MapnaCTF 2024 - Writeups
This is a writeup for some forensics challenges from MapnaCTF 2024. This was my first CTF with my current team M53 and I managed to solve some forensic challenges with the help from my M53 teammates. Overall, the CTF was pretty hard and I can see why since it was organized by ASIS CTF (played their CTF before, too hard for me).
PLC I 🤖 [Forensics]
Question: The MAPNA CERT team has identified an intrusion into the plant’s PLCs, discovering a covert message transferred to the PLC. Can you uncover this secret message?

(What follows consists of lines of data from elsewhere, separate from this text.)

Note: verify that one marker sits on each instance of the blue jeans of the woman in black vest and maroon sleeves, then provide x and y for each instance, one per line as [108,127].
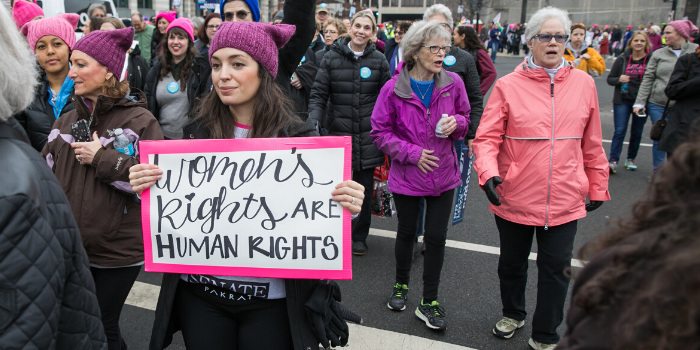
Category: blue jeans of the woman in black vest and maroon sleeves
[622,114]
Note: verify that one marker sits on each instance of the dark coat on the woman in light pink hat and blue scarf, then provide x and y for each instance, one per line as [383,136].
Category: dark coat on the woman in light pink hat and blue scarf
[38,118]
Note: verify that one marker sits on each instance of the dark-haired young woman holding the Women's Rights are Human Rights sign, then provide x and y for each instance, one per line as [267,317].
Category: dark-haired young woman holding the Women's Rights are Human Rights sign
[248,104]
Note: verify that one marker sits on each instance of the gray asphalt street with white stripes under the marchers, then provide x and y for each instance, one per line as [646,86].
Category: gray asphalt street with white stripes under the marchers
[469,284]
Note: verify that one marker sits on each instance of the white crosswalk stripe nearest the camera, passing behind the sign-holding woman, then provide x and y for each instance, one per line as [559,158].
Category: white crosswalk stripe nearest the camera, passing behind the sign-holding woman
[145,296]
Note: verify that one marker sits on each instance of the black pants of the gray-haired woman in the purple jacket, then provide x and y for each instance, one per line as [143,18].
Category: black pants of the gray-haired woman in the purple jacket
[437,214]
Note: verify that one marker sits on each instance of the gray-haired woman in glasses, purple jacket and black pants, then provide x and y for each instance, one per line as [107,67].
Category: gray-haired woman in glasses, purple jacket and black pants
[420,113]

Flag: MAPNA{y0U_sHOuLd_4lW4yS__CaR3__PaADd1n9!!}
We are given a PCAP file to investigate. Analyzing the packets, some Ethernet packets seem to have suspicious trailer paddings. Going through all the packets, the flag can be obtained from their trailer.
1
2
3
4
5
6
1: MAPNA{y
2: 0U_sHOu
3: Ld_4lW4
4: yS__CaR
5: 3__PaAD
6: d1n9!!}
Tampered [Forensics]
Question: Our MAPNA flags repository was compromised, with attackers introducing one invalid flag. Can you identify the counterfeit flag?
Flag: MAPNA{Tx,D51otN\\eUf7qQ7>ToSYQ\\;5P6jTIHH#6TL+uv}
We are given a text file to investigate. Just find the outlier flag from the fake flags.

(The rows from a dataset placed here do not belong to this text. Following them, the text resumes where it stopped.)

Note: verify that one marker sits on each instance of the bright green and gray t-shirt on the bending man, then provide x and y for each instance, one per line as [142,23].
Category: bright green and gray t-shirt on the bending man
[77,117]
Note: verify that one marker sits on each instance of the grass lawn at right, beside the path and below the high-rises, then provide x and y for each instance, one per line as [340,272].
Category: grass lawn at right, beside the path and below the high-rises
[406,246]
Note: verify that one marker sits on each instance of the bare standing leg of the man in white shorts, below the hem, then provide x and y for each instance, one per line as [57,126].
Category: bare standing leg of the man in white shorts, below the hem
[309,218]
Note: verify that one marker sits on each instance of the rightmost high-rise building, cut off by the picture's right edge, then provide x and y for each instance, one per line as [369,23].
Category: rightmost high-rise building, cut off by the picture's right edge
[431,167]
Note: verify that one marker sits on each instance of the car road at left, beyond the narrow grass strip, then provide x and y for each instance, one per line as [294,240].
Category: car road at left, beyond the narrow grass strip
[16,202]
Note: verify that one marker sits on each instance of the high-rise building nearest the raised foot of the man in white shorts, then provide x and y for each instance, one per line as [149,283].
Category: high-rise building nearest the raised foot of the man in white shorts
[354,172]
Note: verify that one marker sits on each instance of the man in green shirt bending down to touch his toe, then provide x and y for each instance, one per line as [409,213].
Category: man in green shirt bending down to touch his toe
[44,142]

Credits to @Stoffe for this hilarious meme
XXG [Forensics]
Question: Welcome to the Forensics XXG challenge! Our investigator stumbled upon a mysterious file. Can you uncover the hidden message?
Flag: MAPNA{F2FS_&_BFS_f1L3_5Ys73Ms_4rE_Nic3?!}
We are given a XXG file to investigate. Unfortunately I could not solve this before the CTF ended, but I still attempted it with the help from @Crazyman. Analyzing the hex data of the file, we can find a hidden image file embedded within it. It is at the very bottom so we have to first extract the specific part and edit some header values.
Looking at the broken header, it seems that it closely resembles a GIMP header:
Researching online about GIMP v014, it seems like XCF file was indeed from GIMP. Since we know its an XCF file now, we can study its headers and fix them.
After fixing it, the flag can be viewed GIMP.